In their work, the Google team found that their new method for tuning models was about an order of magnitude (10X) more efficient than the previous convention. Their results also lead them to believe the gains will be even larger when working with bigger, more complex models. So they teamed with OpenAI to evaluate one of their huge, 175 billion parameter models. In their tests, they beat the previous best result using only 7% as much computation on tuning.
Going Forward
Overall, this effort matches two of the criteria for doing high quality science. First, it is important for developing an underlying theory of how to train neural networks. The 𝞵P approach suggests a way of finding the best way of tuning a model that doesn’t just rely on “we tried a bunch of things and this one seemed to work best.” It gives a method for identifying what those best tunings will be.

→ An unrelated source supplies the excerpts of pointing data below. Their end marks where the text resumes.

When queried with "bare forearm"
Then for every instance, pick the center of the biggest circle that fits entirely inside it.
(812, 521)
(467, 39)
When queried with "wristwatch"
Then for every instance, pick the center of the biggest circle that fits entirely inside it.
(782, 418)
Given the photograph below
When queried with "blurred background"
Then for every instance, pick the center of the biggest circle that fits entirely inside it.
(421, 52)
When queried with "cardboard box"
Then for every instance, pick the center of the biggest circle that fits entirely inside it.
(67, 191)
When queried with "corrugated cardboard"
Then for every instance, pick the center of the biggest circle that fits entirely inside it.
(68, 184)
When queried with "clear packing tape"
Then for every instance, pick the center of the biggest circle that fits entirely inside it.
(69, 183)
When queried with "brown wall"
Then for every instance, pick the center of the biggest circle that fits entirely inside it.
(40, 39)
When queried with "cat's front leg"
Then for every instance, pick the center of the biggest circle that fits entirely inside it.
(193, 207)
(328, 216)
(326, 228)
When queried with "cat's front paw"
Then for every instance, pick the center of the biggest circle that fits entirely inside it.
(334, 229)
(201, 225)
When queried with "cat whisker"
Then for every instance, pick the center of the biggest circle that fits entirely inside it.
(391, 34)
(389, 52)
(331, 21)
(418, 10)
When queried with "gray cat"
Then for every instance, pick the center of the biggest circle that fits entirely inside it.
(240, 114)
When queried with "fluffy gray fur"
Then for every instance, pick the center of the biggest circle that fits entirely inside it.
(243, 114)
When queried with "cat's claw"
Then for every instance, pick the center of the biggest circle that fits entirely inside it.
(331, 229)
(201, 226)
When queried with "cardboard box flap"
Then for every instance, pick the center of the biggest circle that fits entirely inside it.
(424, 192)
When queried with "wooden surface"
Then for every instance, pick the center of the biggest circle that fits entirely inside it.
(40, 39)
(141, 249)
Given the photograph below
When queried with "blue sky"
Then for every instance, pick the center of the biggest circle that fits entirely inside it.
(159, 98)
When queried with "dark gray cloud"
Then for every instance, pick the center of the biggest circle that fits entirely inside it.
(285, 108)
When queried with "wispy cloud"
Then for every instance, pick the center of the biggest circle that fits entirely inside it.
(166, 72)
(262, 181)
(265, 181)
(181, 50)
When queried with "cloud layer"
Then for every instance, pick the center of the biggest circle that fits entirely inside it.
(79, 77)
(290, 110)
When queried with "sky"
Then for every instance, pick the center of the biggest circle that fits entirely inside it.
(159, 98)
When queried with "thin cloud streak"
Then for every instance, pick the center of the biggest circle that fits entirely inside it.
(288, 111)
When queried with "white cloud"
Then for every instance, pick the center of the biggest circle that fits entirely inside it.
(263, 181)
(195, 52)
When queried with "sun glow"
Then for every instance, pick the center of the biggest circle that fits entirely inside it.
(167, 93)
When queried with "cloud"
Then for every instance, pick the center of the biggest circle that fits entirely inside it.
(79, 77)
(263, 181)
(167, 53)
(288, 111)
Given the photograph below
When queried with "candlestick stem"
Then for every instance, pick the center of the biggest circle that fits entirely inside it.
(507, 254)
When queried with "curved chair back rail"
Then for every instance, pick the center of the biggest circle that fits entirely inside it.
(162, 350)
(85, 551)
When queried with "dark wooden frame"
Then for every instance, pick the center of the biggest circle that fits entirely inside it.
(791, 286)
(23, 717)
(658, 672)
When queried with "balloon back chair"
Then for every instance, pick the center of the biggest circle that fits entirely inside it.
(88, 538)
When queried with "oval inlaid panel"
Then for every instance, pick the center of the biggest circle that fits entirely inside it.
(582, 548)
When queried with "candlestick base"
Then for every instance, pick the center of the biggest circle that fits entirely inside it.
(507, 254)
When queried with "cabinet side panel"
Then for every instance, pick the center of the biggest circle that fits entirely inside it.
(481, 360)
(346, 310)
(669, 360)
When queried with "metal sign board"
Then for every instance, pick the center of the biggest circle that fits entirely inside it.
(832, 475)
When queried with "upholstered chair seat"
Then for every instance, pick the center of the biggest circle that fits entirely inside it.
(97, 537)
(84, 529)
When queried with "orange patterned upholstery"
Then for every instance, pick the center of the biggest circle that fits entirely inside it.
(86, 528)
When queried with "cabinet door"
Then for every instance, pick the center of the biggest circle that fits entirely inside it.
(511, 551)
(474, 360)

Second, it has a large practical importance. People use large models of language for a lot of practical applications, such as generating labels of images, helping to write code, and even automatically generating sports commentary. The Google team released a Python package, called mup, that can be used to improve these models right away. So the organizations that use algorithms to process text should be able to apply this result to do their jobs better.
In general, this Google breakthrough exemplifies the kind of scientific achievement I believe psychologists should be pursuing. In situations where we’re just using a rule-of-thumb about the best way to do something (“what’s the best way to measure depression?” or “what’s the best way to get people to increase empathy?”), you should be able to do some deep research to develop a deeper theory. That theory can then tell you with more precision and certainty how to do that thing. You can move from relying on “that looks right” to “we have a good, well-tested reason to believe that this specific way really is right.” And that’s what good knowledge development looks like.